Bad Bass Player jokes

Last updated on 16 years ago
hazb74hazb74
Junior Member
Posted 16 years ago
Look what I got from my guitar player..... the b@st#rd!

Q - Why don't bass players ever catch a cold?

A - Even a virus has some pride


Q - How many bass players does it take to change a lightbulb?

A - None, They let the keyboard player do it with his left hand


Q - How many bass players does it take to change a lightbulb?

A - One, but the guitarist has to show him first


Q - How many bass players does it take to change a lightbulb?

A - Six, one to change it, and the other five to fight off the lead guitarists who are hogging the light


Q - Did you hear about the time the bass player locked his keys in the car?
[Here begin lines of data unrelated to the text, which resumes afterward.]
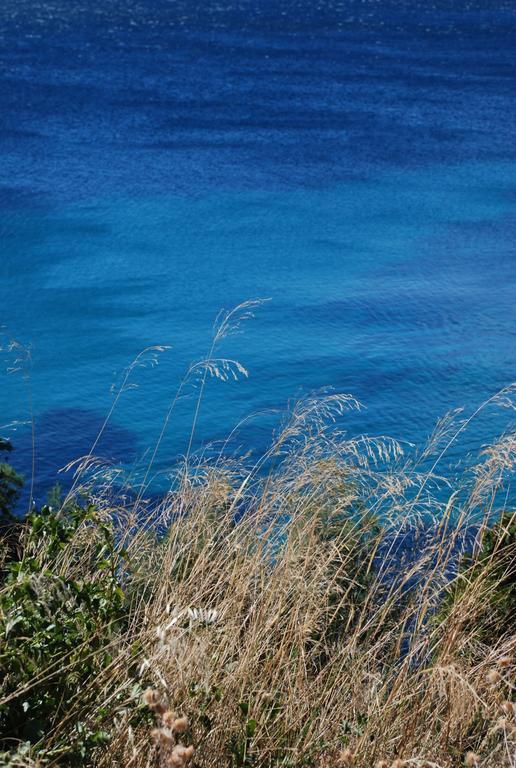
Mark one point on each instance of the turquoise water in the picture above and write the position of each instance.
(355, 167)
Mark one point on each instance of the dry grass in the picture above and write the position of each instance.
(306, 633)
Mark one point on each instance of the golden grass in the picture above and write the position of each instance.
(312, 631)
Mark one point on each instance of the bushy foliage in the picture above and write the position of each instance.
(61, 614)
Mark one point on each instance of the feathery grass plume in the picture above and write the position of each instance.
(332, 598)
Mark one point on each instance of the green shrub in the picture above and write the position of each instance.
(60, 620)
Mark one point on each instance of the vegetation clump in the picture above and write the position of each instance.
(331, 604)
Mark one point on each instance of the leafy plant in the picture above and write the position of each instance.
(59, 625)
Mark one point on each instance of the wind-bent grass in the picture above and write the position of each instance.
(314, 609)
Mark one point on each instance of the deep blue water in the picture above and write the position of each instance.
(354, 161)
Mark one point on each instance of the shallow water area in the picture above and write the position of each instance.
(354, 163)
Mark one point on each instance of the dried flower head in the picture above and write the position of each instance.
(180, 725)
(168, 718)
(153, 700)
(346, 757)
(493, 677)
(180, 756)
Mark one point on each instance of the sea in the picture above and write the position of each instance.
(350, 163)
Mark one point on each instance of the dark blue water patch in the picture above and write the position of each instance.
(62, 436)
(353, 161)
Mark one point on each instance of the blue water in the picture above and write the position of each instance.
(353, 161)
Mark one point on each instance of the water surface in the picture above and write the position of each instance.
(355, 162)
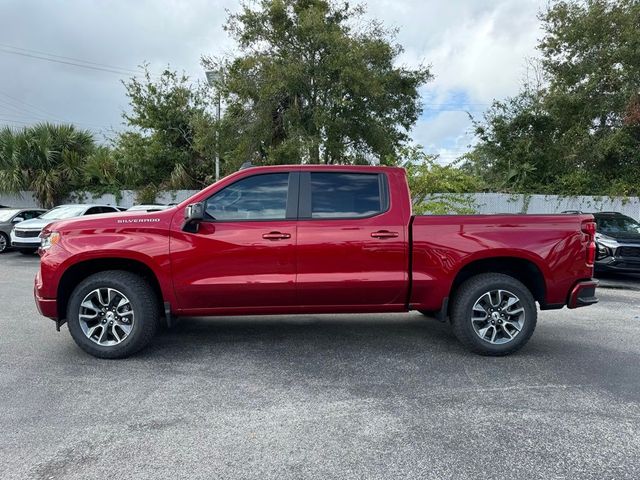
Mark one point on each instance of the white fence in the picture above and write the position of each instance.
(483, 202)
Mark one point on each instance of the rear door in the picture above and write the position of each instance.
(243, 255)
(351, 243)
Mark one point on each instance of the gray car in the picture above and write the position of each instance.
(9, 217)
(25, 237)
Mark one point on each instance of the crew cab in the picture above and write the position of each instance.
(310, 239)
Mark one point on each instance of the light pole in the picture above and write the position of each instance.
(213, 77)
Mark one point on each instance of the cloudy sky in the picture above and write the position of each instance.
(477, 50)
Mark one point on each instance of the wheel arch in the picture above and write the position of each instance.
(522, 269)
(77, 272)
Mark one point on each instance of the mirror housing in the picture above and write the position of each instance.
(193, 215)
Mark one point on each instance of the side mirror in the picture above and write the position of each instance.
(193, 215)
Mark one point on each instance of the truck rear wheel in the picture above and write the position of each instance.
(493, 314)
(113, 314)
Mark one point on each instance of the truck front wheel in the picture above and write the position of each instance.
(113, 314)
(493, 314)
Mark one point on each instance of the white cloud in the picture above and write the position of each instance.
(476, 49)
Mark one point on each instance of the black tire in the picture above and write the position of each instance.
(5, 243)
(462, 311)
(144, 303)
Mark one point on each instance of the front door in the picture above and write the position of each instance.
(243, 254)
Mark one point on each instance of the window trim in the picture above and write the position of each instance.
(291, 208)
(304, 207)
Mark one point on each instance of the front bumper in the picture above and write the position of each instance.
(21, 242)
(583, 294)
(47, 307)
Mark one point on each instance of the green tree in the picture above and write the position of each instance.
(47, 159)
(435, 188)
(167, 145)
(578, 131)
(314, 83)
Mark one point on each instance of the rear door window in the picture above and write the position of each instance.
(347, 195)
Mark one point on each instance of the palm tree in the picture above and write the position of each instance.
(45, 158)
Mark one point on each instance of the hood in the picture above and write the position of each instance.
(112, 220)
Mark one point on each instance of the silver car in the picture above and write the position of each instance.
(9, 217)
(25, 237)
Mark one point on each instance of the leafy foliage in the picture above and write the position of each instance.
(169, 144)
(45, 158)
(436, 189)
(576, 130)
(314, 83)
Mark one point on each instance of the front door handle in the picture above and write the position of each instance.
(384, 234)
(276, 236)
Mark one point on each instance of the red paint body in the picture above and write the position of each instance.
(322, 265)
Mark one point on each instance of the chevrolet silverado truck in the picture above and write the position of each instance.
(310, 240)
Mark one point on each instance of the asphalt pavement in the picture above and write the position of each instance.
(322, 397)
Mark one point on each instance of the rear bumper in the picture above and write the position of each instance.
(619, 264)
(583, 294)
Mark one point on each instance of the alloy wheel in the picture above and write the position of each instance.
(498, 316)
(106, 316)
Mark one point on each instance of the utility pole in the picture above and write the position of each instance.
(212, 78)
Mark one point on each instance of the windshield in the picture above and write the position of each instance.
(6, 214)
(66, 211)
(617, 224)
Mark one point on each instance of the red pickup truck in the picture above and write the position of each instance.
(310, 239)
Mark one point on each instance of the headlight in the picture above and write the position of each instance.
(49, 239)
(603, 252)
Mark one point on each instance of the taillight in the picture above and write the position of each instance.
(589, 227)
A - It took two hours to get the drummer out.


Q - What's the definition of a bass player?

A - Halfway between a drummer and a musician.


Q - Why do bands have bass players?

A - To translate for the drummer.


Q - How do you get a bass player off your doorstep?

A - Pay for the pizza.


Q - What's the difference between a Bassist and a rhino that's just eaten a tin of baked beans?

A - One's a huge useless thing that makes a deep farting noise and the other is a rhino.


Q - What's the difference between a bass player and a Duracell battery?

A - The Duracell battery has a good life.
rgds, Harry AKA Sarcastic Bastard

My gear:
'07 Status S2 5
'96 Status Energy 5
'08 Status Smartbass 5
'06 Status/Musicman Stingray 5
Genz Benz Shuttle 6.0 Amp
Genz Benz Neo X 212T
@
@mikepbass
Veteran Member
Posted 16 years ago
:D great jokes Haz.
EdmoukEdmouk
Senior Member
Posted 16 years ago
Q - How many bass players does it take to change a lightbulb?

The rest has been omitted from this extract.